- French: Que Dieu bénisse l'Amérique
- Directed by: Robert Morin
- Written by: Robert Morin
- Produced by: Réal Chabot
- Starring: Gildor Roy Sylvie Léonard Sylvain Marcel
- Cinematography: Jean-Pierre St-Louis
- Edited by: Lorraine Dufour
- Music by: Bertand Chénier
- Production company: Coop Vidéo de Montréal
- Distributed by: Christal Films
- Release date: February 17, 2006 (RVCQ);
- Running time: 110 minutes
- Country: Canada
- Language: French

= May God Bless America =

May God Bless America (Que Dieu bénisse l'Amérique) is a Canadian drama film, directed by Robert Morin and released in 2006. A critique of suburban values and lifestyles, the film stars Gildor Roy as Maurice Ménard, a police inspector in Laval, Quebec who is investigating a spate of murders of suspected sex offenders on September 11, 2001, in a community that is largely wrapped up in its own petty dramas with virtually everybody remaining oblivious to or unconcerned about the concurrent September 11 attacks in New York City.

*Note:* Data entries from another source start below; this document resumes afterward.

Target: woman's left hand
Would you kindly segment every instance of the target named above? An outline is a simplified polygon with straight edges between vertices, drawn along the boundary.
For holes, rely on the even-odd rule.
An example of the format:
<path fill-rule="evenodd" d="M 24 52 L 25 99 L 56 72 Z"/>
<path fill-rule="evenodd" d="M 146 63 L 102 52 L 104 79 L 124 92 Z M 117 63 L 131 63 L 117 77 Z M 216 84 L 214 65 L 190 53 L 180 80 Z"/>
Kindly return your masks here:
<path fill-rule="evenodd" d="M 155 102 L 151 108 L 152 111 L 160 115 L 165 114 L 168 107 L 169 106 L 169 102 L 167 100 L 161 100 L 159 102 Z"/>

The cast also includes Normand D'Amour, René-Daniel Dubois, Patrice Dussault, Gaston Lepage, Sylvie Léonard, Sylvain Marcel, Dominique Quesnel, Jean-Guy Bouchard and Benoît Rousseau.

Morin described the film as having been inspired in part by Albert Camus's novel The Stranger, with themes around the danger of individuality taken to extremes.

The film premiered on February 17, 2006 at the Rendez-vous du cinéma québécois.

==Awards==

Morin received a Prix Iris nomination for Best Screenplay at the 9th Jutra Awards in 2007.